Phenol oxidase and hydrolase activities were profiled with depth and between whole-ecosystem warming treatments in soils of the SPRUCE enclosures. At the in situ pH of 4 and room temperature, all measured enzyme activities (phenol oxidase, b-glucosidase, cellobiohydrolase, b-N-acetylglucosaminidase, acid phosphatase) declined with peat depth. A generational drought occurred in 2021, which provided intriguing evidence for the complex controls of the enzyme latch mechanism. Phenol oxidase and hydrolase activities were inversely correlated with water table elevation, which dropped by 0.11 m during the drought and declined with whole ecosystem warming. Thus, researchers hypothesize that enzyme activity is enhanced by putative oxygenation due to drought and higher evapotranspiration rates in the warming treatments.

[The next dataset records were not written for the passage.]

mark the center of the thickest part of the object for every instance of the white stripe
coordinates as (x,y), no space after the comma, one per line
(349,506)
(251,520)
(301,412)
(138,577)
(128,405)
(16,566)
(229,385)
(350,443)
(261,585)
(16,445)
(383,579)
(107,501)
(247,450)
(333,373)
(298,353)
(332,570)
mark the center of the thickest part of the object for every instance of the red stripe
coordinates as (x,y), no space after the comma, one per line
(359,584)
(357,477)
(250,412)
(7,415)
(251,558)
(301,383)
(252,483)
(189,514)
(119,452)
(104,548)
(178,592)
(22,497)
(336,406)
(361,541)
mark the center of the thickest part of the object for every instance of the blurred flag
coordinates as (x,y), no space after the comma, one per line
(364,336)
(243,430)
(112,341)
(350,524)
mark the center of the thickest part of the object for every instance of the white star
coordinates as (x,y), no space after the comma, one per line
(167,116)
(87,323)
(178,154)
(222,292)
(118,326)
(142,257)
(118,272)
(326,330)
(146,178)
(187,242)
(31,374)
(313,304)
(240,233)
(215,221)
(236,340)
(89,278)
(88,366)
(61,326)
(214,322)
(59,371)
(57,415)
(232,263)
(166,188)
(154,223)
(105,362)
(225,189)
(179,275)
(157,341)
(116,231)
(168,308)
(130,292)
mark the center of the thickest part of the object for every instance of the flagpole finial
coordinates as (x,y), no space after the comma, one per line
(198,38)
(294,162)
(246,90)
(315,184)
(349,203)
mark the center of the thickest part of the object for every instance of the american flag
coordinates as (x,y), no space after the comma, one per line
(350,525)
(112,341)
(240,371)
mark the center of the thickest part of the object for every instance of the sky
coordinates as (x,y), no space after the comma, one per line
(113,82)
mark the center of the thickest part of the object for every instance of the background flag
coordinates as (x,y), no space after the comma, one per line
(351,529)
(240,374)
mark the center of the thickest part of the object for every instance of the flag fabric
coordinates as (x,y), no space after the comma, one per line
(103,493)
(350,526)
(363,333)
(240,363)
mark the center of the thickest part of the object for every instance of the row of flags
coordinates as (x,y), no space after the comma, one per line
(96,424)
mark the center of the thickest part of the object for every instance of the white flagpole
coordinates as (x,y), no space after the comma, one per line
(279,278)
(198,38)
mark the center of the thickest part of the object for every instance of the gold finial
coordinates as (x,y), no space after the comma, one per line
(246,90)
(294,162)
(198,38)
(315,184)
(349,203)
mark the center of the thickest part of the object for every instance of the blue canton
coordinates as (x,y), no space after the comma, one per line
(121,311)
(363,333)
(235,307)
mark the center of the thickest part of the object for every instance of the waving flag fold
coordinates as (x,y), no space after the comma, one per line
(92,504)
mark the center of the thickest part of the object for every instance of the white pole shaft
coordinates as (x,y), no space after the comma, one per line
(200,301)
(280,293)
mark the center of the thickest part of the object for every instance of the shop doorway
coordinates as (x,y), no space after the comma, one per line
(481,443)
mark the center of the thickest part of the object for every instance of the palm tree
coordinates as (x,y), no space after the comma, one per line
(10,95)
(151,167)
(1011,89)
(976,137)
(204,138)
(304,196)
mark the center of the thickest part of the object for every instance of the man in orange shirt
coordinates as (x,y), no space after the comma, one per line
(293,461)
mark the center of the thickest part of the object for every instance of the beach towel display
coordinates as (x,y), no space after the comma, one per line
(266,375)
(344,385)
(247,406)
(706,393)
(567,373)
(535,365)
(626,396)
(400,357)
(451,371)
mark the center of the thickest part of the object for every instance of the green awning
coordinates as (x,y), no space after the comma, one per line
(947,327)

The recent metabolomic observations from a range of peatlands indicate that the decomposability of peat SOM, and conversely C sequestration, is directly correlated with carbohydrate content (more reactive C substrates) and inversely correlated with aromatic content (recalcitrant C that resists degradation). Notably, Sphagnum-dominated peat soils are outliers, exhibiting a high proportion of labile substrates (carbohydrate content), but low GHG production rates. A range of site-specific factors are likely to impact enzyme-phenol interactions, including biotic (functional diversity of microbial communities, vegetation) and abiotic (temperature, pH) parameters. While the investigations to date suggest that temperature limits the latch mechanism over other factors, soluble phenolics from Sphagnum mosses appear to be especially effective at limiting decomposition under anoxic conditions.

Funding Information

This research was supported by the DOE Office of Science, Office of Biological and Environmental Research (BER), grant no. DE-SC0023297.